A meu ver, uma criança deve ser fruto de um acto de amor, mas os grupos Provida passam ao lado dos direitos da criança ao defender que a vida começa na conceção. Se a vida deve ser protegida desde o início, porque não protegê-la também durante o crescimento?
Se a filha fosse minha eu faria questão que fosse criança, por tempo indeterminado. A maturidade não é mensurável, já a sensatez deveria ser um atributo obrigatório para ter tempo de antena na televisão.
Se a filha fosse minha, nem poria em questão que levasse avante uma gravidez, fruto de uma violação. Eventualmente, também não levaria adiante uma gravidez que não fosse fruto de violação, mas sim do que é a descoberta sexual própria dos jovens.

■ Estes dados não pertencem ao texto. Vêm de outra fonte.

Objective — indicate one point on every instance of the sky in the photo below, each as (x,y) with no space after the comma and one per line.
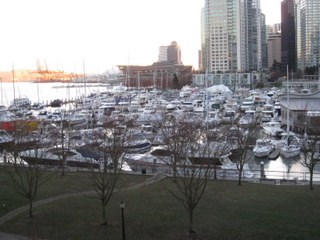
(94,35)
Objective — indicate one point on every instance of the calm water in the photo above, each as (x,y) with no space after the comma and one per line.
(45,92)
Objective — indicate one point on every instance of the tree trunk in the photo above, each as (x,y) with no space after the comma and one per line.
(191,230)
(311,180)
(30,208)
(104,218)
(174,172)
(62,165)
(240,177)
(215,172)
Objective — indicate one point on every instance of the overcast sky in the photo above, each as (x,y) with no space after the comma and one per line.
(101,33)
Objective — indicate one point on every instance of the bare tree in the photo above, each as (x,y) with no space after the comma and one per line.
(243,138)
(310,155)
(109,150)
(27,178)
(191,162)
(61,141)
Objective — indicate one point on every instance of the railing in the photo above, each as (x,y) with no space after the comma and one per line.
(256,174)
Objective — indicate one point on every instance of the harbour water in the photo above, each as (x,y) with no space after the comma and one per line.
(47,92)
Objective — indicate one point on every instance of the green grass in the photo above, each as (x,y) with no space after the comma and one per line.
(226,211)
(57,185)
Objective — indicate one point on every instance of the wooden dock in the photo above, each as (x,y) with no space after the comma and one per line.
(275,154)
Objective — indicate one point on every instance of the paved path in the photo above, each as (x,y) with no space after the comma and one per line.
(10,215)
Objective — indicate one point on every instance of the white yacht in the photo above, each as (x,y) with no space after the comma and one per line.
(263,148)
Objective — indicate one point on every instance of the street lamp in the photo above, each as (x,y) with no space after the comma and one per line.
(122,206)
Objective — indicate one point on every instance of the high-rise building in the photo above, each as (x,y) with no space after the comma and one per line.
(170,54)
(254,34)
(288,36)
(308,33)
(274,50)
(231,35)
(264,43)
(276,28)
(163,56)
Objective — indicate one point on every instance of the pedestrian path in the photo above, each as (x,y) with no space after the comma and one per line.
(10,215)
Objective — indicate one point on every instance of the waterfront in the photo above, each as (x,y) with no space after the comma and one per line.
(46,92)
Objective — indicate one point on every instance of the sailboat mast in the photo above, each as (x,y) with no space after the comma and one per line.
(1,91)
(288,127)
(14,90)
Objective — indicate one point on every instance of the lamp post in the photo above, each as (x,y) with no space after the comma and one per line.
(122,205)
(262,174)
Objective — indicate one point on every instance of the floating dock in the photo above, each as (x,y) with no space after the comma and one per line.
(275,154)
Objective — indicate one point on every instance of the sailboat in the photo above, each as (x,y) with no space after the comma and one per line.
(291,148)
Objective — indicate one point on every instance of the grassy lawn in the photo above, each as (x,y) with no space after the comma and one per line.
(71,182)
(226,212)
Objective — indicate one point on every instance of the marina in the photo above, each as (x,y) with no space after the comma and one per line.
(140,109)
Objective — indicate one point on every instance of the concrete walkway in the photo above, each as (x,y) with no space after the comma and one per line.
(5,236)
(10,215)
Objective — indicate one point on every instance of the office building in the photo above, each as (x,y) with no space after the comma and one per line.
(288,36)
(308,33)
(170,54)
(274,51)
(231,35)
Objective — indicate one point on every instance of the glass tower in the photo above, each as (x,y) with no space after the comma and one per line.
(231,35)
(308,33)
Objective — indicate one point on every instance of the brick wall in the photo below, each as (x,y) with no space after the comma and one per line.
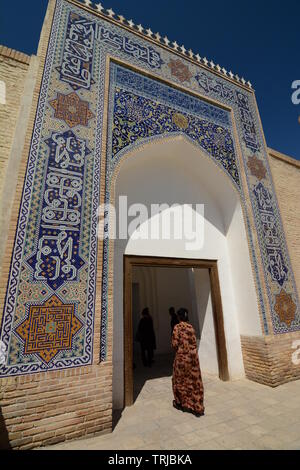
(269,359)
(13,70)
(51,407)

Acontece que, na provocação de Cristina Ferreira a Rita Matias, é de uma criança que se fala. A Associação Para o Planeamento da Família adverte que “a adolescência é, por si só, um período complexo de alterações físicas e psicológicas. A ocorrência de uma gravidez precoce, e eventual maternidade, traz implicações que importa analisar para que se evitem situações semelhantes ou se atenuem as consequências negativas que daí podem advir para a jovem mãe e não só.”
O impacto que a gravidez precoce terá numa jovem são inúmeras. Trata-se de uma gravidez de alto risco. "A gravidez na adolescência é de alto risco, pois a menina não tem maturidade fisiológica para dar à luz,” refere Aline Henneman, vice-diretora da Prematuridade.com.
A jovem pode correr risco de vida, vir a sofrer de pré-eclampsia, diabetes gestacional, entre outros problemas. Sendo assim, não é uma vida que está em jogo, mas duas. Associado à gravidez antes do tempo está, também, o abandono escolar e perturbações a nível emocional. E inclusivamente o risco de terem um segundo filho ainda adolescentes.
Sinceramente não percebo este discurso que defende que um embrião vale mais do que a integridade física e psicológica de uma criança. Que para salvar um embrião não salvaria a vida da própria filha. Esta opinião não tem a ver com esquerda ou direita, com partidos ou inteiros, mas sim com sensatez. Uma deputada que está a representar o país não pode falar com esta leviandade sobre a vida de uma criança. Porque uma menina com 12 anos é só uma criança. Até ao fecho deste texto Rita Matias não era mãe e ser mãe é muito mais que preservar embriões.
PS: o programa foi transmitido na TVI, o mesmo canal de televisão onde foi transmitido o anúncio “obrigado mãe”. Será verdade ou consequência?